Fear of women in the public sphere is not new, particularly when women choose to speak and act as though their voices matter. It's a historical and global challenge that continues for women everywhere, everyday. To walk down the street without being verbally harassed. To have equal access to physical space on the subway. To speak without being threatened. To control their own money, their education, their own lives, their own bodies.  The message women get is clear and consistent: everyone likes it better when you just shut up.

And though I am sure there will be readers among you that see my ties between #GamerGate harassers and Stacey's Kickstarter kerfluffle as tenuous, or will assert that this isn't a gendered issue, I will simply point out to you that 1. some idiot got kickstarted for five times what Stacey asked for to make potato salad, and no one threatened him; and 2. no matter what reason people show up in your inbox, direct message on twitter, or other social media to threaten or shame or harass you, it all feels the same -- awful. And the through-line in the worst of cases seems to be uniformly that the worst of the internet's hatred and vitriol is saved for female-identified persons, and that the response will be even worse for you if you are (a) trying to create something of your own or (b) critiquing something a man made.
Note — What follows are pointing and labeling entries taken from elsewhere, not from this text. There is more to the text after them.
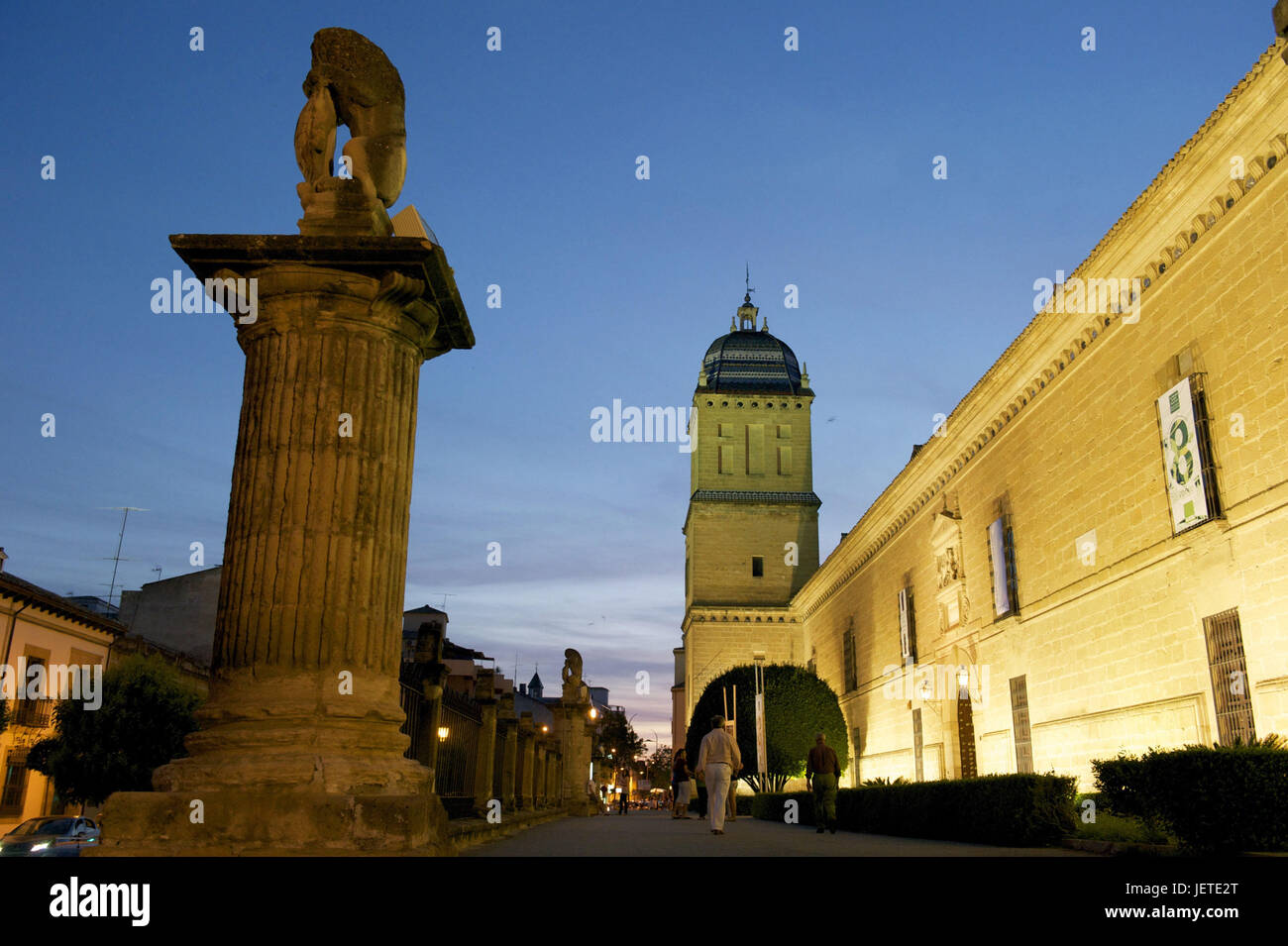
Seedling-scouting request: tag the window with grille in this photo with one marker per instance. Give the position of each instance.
(851, 678)
(1229, 678)
(915, 745)
(14, 783)
(1001, 560)
(1020, 722)
(907, 627)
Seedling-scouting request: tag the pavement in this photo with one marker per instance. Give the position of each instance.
(656, 834)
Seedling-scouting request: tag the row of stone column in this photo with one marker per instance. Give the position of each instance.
(519, 764)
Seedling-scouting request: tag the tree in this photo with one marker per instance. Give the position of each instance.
(147, 710)
(660, 766)
(798, 705)
(617, 740)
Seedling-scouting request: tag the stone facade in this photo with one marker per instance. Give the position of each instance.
(1106, 645)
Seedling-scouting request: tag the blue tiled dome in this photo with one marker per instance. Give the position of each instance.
(750, 361)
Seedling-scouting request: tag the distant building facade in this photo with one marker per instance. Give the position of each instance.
(38, 626)
(176, 613)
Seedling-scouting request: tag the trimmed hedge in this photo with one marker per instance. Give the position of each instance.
(1215, 800)
(1009, 809)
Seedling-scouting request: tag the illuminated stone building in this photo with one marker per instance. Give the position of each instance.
(1096, 538)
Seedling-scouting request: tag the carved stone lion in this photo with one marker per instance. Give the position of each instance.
(352, 82)
(572, 666)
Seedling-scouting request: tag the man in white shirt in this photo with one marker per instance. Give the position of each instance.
(719, 761)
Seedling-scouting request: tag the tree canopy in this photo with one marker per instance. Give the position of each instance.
(798, 705)
(147, 710)
(618, 738)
In a world where death threats and doxing have become normalized, where one site's trolls can turn your life to terrifying shambles, it's hard to want to write or blog or tweet or really interact with people. I spent most of the last few weeks of 2014 just hiding and considering how much, if any, I wanted to be part of social media. But I refuse to be scared off. And I refuse to shut up.

So here I am, writing about the very things that might invite trouble into my life and my home. Because at the end of the day, I refuse to be silenced by fear.

And hey - if you like Young Adult novels, Stacey Jay has quite a few good ones. You should check them out.  I personally recommend Juliet Immortal. If you need me, I'll be out buying some of her books, including Princess of Thorns, and showing the world that we could use more people like her, and that no one deserves to be forced out of the public sphere

_________________

FN1. It's a Virunga Mist for any of you with knowledge of Rwanda. My last full day there, I was challenged to drink one of every type of local beer so I could determine what my favorite was to bring home. Virunga Mist was the winner by a significant margin.

FN2. Seriously, it was one of those moments that reminds me of that moment in 1952 when President Nixon and his wife went on television to disclose a lot of information about their financial situation in an effort to beat back some accusations about campaign finance stuff during his VP run with President Eisenhower. This is historically known as the “Checkers” speech, the name of Nixon's dog, who sat with him and his wife through this very personal and, probably somewhat humiliating, speech. PBS has a transcript posted if you want to read it.